The document says student placement in special education programs, where black students are overrepresented, will be closely monitored, and extra support will be given to minority students in gifted and talented programs and advanced placement classes, where they're underrepresented.
The district will also recruit black staff members to participate in gifted training.
Concerns about attendance surface in the document, which calls for districtwide programs to improve attendance including developing a dropout reduction plan.
Administrators and board members have expressed concerns in the past about the quality of education in district alternative education classes, which try to keep youngsters with learning or behavior problems in school. Peterkin criticized those programs because so many students in them were black.
Culver wants to see the quality and level of alternative education classes increased.
Other planned actions include:
- Beginning a long-discussed middle school assignment plan, giving students and parents some choice about which one they attend.

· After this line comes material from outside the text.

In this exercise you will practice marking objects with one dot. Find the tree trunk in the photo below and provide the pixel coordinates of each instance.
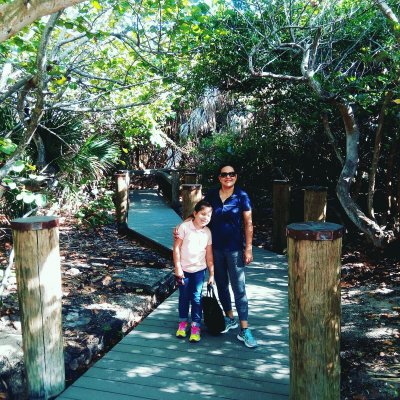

Elementary students are already on a controlled choice plan.
- Beginning student character education and other programs ?to create an environment in which everyone is treated with courtesy, dignity, respect and professionalism.
- Identifying students who don't participate in extracurricular activities and trying to get them involved.
- Stepping up video surveillance, lighting and supervision programs for students' safety and reward systems for good attendance and good behavior.
The document also calls for cooperative planning with area agencies, park districts, colleges, libraries and other groups, it outlines extensive plans to recruit more minority faculty and staff members and plans to help them advance with extra education, and it calls for discussions about a possible permanent location for the Family Information Center, which now occupies rented quarters on Springfield Avenue.
Culver has said his review will dig into all aspects of district education and operations, and he expects many of the actions that result to be controversial with students, staff members and the community.
But he has said the district will be the better for it, and he made a promise.
?(This) plan will guide our expectations, our actions and the allocation of our resources as we move toward becoming a model district for exemplary public education,? he said.